Du glaubst, dass Frauen und Männer glücklicher sind, wenn sie nicht zusammenleben. Warum?
Vielleicht sollten wir sogar kinder- und männerfrei leben. (lacht) Ich bin eigentlich total romantisch – ich liebe Teenie-Liebesfilme! Aber realistisch betrachtet funktioniert es besser, wenn Männer nicht im selben Haushalt leben. Dann zeigen sich die meisten von ihrer besseren Seite.
Du bekommst viel Hass im Netz. Wie gehst du damit um?
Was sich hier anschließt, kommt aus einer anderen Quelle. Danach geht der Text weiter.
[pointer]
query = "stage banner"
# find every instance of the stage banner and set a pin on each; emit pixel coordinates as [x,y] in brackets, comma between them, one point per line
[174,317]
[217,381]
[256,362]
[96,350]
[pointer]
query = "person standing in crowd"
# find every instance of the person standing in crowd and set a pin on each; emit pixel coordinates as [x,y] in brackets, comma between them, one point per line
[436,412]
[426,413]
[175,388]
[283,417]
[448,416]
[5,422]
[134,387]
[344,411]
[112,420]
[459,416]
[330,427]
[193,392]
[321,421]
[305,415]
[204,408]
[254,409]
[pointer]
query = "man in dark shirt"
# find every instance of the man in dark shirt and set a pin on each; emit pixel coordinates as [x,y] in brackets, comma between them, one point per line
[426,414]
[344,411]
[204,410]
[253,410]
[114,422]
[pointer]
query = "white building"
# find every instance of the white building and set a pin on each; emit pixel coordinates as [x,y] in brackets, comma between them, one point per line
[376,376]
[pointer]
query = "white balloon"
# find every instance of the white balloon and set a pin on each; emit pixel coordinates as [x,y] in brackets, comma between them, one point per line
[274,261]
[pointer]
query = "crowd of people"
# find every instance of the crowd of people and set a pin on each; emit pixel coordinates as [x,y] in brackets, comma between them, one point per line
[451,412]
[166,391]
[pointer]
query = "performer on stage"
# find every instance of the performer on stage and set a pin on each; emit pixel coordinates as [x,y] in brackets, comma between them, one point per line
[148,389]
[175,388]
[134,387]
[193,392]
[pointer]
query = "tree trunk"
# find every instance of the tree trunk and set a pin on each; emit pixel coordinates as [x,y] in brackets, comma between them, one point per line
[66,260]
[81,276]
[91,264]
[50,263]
Ich mache Herz-Emojis drunter. (lacht) Viele Nachrichten sind sexistisch, beleidigend, bedrohlich. Nazis hassen mich. Aber das, was mich wirklich trifft, ist, wenn jemand schreibt: "Und noch dazu bist du dick." Innerlich bin ich so fettenfeindlich sozialisiert, dass mich genau das am meisten kränkt. Aber ich lasse mich davon nicht aufhalten. Es ist zu spät – die Leute, die mich hassen, werden mich sowieso hassen.
Und was gibt dir Kraft?
Der Gedanke, dass ich trotz allem schreibe. Das schaffe ich aber nur, wenn meine Kinder bei ihren Vätern sind. Ich bin nicht so wie diese echten Schriftsteller – Kafka oder Goethe, die den ganzen Tag nichts anderes getan haben. Und trotzdem erscheint jetzt schon mein siebtes Buch! Dann denke ich wiederum: Diese kinderlosen Männer könnten eigentlich viel mehr schaffen – so fleißig sind die gar nicht.